El otoño es una buena época para andar por esta sierra todavía incipiente. El color de la tierra y de los árboles es caprichoso y acompaña. Las últimas lluvias están acabando con las pocas hojas que quedan en los árboles, pero todavía restan algunas.




El comienzo del paseo se inicia junto a unas pistas deportivas y unas bodegas, al lado de una fuente ensombrecida por una noguera, ambas generosas e  ideales para refugiarse en el verano. El comienzo del camino es despejado pero hermoso. A la izquierda se ve la cresta de una loma empedrada y dentada como un serrucho. A la derecha, se abre el valle hasta desembocar en una ladera de carrascas y encinas.





Nada más entrar en el barranco hay otra fuente y frente a ella unas cuevas que en su día sirvieron de refugio al ganado y a los pastores. Una mujer nos dice que se las conoce como las “Cuevas de los moros”. En el pueblo cuentan que en tiempos veían salir a las moras de las bocas, acercarse a la fuente y  peinarse junto al arroyo. Hoy no hay moros ni en el interior del barranco, pero los que sí merodean son los buitres, que hacen guardia desde las alturas por si vienen mal dadas.



El otro Barranco de la Hoz, imagino que para la gente de Viana el más auténtico, no tiene las dimensiones del que ha forjado el río Gallo en las inmediaciones de Molina, pero posee un encanto especial. Las pequeñas cosas despiertan una ternura y unas sensaciones diferentes a los grandes espectáculos… diferentes, pero no por ello menos agradables.




La imaginación juega un papel muy importante en este tipo de aventuras. Rostros, quillas de barco, figuras humanas y de animales… cualquier imagen es posible si se avanza por el desfiladero con la predisposición adecuada. A la vuelta de cada recodo hay una sorpresa, una muy grata sorpresa que hace el paseo entretenido y feliz. Es una pena que el recorrido sea tan corto y también que a alguien se le haya ocurrido poner vallas al campo. Es ésta una vieja costumbre que debería empezar a desterrarse de nuestro paisaje.

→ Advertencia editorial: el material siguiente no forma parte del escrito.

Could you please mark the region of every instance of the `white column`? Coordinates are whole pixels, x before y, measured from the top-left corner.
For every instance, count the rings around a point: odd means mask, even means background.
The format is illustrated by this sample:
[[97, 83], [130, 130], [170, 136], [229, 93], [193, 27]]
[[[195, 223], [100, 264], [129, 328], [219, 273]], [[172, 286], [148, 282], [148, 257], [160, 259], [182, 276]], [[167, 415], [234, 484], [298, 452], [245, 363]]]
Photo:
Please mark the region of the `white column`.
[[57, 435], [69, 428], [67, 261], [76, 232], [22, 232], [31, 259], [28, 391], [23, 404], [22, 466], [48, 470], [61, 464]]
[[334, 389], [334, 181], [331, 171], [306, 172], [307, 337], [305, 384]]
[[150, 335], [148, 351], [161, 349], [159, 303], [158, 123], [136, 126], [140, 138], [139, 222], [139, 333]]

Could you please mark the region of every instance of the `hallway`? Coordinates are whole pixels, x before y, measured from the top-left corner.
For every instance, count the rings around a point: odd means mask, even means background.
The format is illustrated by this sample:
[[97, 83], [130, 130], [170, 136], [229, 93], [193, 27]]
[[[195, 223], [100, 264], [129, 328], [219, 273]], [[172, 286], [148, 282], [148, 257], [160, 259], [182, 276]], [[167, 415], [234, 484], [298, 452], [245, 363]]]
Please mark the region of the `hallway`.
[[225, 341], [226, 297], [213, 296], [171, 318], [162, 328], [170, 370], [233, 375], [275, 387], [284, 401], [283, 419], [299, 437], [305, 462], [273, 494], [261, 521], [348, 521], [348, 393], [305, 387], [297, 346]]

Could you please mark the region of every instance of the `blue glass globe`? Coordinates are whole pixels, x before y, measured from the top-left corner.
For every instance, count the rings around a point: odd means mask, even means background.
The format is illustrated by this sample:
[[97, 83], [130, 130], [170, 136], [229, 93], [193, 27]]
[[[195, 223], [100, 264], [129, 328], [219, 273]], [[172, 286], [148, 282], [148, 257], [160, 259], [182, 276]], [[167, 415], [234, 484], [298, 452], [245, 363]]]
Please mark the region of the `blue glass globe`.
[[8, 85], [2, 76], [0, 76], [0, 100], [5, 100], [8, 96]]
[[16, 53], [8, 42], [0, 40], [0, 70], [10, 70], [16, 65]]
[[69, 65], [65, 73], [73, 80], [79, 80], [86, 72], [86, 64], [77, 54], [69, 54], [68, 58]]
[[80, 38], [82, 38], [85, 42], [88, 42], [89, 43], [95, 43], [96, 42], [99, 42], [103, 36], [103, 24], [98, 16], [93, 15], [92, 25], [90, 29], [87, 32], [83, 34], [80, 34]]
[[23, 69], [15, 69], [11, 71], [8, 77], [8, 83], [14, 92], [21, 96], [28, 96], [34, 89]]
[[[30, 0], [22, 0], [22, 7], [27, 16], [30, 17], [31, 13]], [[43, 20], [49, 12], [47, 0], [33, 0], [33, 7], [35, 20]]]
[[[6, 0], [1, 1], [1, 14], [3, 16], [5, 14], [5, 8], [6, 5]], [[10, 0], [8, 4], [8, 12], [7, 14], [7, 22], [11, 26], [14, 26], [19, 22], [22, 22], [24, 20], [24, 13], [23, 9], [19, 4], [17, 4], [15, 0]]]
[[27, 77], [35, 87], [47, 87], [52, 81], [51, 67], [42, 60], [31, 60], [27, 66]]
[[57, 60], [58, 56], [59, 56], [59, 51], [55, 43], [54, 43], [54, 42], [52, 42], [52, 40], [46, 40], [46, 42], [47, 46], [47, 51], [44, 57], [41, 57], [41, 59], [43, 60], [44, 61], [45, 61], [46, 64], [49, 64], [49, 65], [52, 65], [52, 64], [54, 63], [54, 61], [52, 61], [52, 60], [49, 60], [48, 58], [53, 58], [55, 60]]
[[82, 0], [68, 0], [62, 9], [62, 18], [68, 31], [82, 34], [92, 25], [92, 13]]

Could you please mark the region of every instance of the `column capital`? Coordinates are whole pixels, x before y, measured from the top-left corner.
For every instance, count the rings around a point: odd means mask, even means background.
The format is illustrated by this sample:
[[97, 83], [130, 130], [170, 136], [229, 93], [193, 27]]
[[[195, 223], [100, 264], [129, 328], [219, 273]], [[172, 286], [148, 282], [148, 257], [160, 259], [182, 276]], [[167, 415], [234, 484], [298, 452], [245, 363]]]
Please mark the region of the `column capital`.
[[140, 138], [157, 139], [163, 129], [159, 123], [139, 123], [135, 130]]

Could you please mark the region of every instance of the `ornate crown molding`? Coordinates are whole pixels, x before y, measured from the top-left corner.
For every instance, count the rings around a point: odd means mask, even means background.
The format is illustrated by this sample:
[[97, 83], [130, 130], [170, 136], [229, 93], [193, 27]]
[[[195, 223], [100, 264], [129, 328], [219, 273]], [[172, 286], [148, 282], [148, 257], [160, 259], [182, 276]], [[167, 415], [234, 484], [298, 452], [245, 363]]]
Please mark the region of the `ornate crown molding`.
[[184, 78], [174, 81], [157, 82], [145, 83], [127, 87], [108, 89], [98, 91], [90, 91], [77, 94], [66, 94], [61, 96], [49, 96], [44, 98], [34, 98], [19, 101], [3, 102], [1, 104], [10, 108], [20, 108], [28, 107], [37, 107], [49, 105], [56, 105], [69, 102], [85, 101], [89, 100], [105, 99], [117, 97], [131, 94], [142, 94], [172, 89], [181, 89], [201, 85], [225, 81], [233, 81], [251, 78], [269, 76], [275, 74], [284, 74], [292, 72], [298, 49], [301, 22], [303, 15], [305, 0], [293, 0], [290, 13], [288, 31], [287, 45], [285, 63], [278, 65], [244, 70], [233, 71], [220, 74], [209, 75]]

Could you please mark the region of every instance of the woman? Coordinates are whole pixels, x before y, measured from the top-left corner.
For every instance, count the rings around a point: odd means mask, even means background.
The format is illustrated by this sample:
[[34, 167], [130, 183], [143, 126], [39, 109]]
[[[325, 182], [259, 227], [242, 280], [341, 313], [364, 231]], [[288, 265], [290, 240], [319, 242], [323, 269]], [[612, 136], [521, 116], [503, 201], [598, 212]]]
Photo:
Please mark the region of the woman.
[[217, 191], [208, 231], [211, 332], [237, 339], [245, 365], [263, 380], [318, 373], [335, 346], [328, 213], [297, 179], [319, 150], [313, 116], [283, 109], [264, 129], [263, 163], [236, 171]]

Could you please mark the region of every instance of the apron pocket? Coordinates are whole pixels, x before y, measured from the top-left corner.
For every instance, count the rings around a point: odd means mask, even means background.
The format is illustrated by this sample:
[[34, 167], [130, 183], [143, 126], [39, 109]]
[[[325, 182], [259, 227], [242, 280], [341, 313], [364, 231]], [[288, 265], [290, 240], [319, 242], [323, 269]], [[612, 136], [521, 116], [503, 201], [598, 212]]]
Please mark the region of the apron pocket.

Cuando las paredes  dejan de ser de roca y se transforman en suaves laderas cubiertas de carrascas, es  el momento de darse la vuelta, retomar el camino andado y disfrutar de nuevo, pero ahora con una perspectiva diferente. Una mirada distinta para un mismo paisaje, que nos descubrirá nuevos caprichos, nuevas figuras y nuevos contrastes de luz y color.



Una vez en el pueblo nos tomaremos una cerveza o un refresco y cogeremos de nuevo el coche para comer en Atienza. Es una buena ocasión de recorrer de nuevo esta ciudad medieval. Atienza tiene una buena oferta hostelera. Yo os recomiendo hoy el restaurante del Convento de Santa Ana. 



Un edificio magníficamente restaurado. Un espacio acogedor que en sí mismo merece una visita y que tiene una cocina de temporada novedosa pero con productos tradicionales. Menú de fin de semana por 20 euros. Una oferta más, que enriquece los atractivos de  esta villa que no tiene desperdicio.